Lusia the manatee is back swimming in the wild after three months of rehab at the Jacksonville Zoo. November is Manatee Awareness Month.

DAYTONA BEACH, Fla. — The Jacksonville Zoo and Gardens is preparing for winter, a time when their Marine Mammal Response Team intakes more manatees to rehab. Lusia is a great example of what they do.

Lusia was rescued in August and then rehabbed at the Jacksonville Zoo.

November is a great month to see manatees in the wild. Experts say when the weather cools down, manatees swim towards warm water like Florida springs, rivers, and even water near power plants. One rescuer says you can find them huddled in the hundreds.

I went to Daytona beach for one specific manatee: Lusia.

“This was the exact boat ramp she was taken out of the water from so at least she’s right back to where she started and at this point start making her way to warmer waters,” said Debbie Wright. She is the manager of the Volusia County Manatee protection program.

She rescued Lusia in August. Lusia had a wound across her back, fractured ribs, and a partially collapsed lung when they first got her.

“That is actually quite common. That’s why we have manatee speed zones throughout the county,” Wright said. Boats should slow down in manatee zones. If you are in a boat using oars, Wright says make sure you take your oar out of the water when you see a manatee is close by. Your oar could strike them and hurt them.

RELATED: Manatee released into wild after 3 months of rehab at Jacksonville Zoo

The manatee population is growing, but they are still only in the thousands. Florida population, according to FWC, shows somewhere near 6,500. Jacksonville Zoo’s Marine Mammal Response Team plays a role in conservation.

They helped Lusia get back in the wild just three months after her injuries. Lusia received treatment and rehab at the Jacksonville Zoo. It’s a big moment to release an animal as vulnerable as a manatee back into the wild.

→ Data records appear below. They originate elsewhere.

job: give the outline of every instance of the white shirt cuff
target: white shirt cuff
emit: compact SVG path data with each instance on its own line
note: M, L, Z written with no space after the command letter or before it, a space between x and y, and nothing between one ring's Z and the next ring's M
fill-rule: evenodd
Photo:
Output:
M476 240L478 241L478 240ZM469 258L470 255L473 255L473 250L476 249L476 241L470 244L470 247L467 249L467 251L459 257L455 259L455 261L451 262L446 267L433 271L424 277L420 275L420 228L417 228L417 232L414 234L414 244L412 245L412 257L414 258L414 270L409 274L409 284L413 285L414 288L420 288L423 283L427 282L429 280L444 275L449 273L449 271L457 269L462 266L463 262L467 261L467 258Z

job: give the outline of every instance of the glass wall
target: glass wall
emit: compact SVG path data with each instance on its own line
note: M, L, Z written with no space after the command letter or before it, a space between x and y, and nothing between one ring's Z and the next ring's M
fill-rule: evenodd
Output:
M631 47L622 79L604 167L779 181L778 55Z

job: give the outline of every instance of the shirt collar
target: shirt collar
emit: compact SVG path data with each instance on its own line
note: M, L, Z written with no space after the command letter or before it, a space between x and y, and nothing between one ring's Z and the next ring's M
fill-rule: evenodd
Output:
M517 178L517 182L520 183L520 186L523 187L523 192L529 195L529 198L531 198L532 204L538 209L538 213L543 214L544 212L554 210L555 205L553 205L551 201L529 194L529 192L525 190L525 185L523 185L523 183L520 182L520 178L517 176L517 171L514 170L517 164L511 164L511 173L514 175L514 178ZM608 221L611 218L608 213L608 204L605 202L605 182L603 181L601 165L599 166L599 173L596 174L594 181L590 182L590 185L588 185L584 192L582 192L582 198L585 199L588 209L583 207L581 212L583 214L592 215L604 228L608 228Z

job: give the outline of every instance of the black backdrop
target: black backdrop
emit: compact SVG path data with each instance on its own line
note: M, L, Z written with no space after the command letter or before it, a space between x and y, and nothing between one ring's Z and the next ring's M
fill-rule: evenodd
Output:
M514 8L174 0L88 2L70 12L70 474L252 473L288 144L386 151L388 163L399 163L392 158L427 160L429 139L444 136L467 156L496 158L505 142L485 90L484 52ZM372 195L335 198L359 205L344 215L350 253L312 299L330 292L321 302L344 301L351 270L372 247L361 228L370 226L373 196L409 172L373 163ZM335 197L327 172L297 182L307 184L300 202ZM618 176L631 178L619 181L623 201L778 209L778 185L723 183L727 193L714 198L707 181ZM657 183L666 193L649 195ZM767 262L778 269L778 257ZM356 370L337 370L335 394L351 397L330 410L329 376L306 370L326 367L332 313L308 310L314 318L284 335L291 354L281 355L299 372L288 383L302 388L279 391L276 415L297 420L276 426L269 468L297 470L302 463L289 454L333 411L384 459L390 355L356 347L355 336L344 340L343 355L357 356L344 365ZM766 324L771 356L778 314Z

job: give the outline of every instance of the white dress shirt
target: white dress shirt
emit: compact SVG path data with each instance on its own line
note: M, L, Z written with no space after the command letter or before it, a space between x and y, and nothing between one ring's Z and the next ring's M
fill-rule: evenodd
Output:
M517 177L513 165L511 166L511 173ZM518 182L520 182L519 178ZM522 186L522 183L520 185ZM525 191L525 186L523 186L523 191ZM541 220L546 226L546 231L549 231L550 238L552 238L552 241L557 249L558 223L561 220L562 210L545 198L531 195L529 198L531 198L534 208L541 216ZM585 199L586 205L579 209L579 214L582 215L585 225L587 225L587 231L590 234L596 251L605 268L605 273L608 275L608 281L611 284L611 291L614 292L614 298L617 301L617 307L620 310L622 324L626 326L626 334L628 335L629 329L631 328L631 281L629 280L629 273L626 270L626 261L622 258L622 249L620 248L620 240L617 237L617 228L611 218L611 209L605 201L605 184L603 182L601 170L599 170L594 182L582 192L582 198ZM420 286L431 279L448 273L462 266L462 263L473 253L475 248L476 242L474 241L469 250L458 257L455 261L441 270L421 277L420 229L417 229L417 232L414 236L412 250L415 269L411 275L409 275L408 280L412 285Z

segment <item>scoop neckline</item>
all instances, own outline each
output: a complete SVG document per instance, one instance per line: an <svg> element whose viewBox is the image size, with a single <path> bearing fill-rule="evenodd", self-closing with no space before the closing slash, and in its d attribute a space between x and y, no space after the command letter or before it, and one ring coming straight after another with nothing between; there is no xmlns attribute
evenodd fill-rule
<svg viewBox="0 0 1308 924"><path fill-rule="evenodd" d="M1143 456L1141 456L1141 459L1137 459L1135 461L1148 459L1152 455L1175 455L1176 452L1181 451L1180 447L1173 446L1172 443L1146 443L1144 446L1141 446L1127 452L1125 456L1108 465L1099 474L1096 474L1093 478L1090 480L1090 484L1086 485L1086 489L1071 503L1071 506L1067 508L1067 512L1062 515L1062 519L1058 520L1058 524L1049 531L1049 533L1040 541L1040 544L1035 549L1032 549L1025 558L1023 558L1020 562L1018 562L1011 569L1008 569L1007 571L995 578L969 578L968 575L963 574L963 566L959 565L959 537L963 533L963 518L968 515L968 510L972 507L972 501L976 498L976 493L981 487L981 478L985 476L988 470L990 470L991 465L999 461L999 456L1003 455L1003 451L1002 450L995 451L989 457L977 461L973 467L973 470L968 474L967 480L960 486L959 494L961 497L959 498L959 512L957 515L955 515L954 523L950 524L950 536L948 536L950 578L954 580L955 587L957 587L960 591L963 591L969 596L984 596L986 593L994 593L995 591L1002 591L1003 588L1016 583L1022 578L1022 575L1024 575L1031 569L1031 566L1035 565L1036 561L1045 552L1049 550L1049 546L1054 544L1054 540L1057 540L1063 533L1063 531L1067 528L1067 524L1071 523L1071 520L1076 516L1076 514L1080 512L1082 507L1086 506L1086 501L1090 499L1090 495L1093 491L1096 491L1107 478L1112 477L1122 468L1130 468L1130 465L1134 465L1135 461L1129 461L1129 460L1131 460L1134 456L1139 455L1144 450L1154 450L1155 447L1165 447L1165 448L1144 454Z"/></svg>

“It’s a challenging environment out there with the boats and the cold weather coming relatively soon,” said Craig Miller, leader of the Jacksonville Zoo’s Marine Mammal Response Team. ”It’s a little worrying and I have to remind myself sometimes that’s where they belong.”

If you get a chance to see a manatee in the wild, make sure you admire from afar. Don’t harass them. It’s illegal. They’re a threatened species so we’ve got to do everything we can to keep them around.

Expert advice: Miller says the best place to see manatees in Florida is at Crystal River.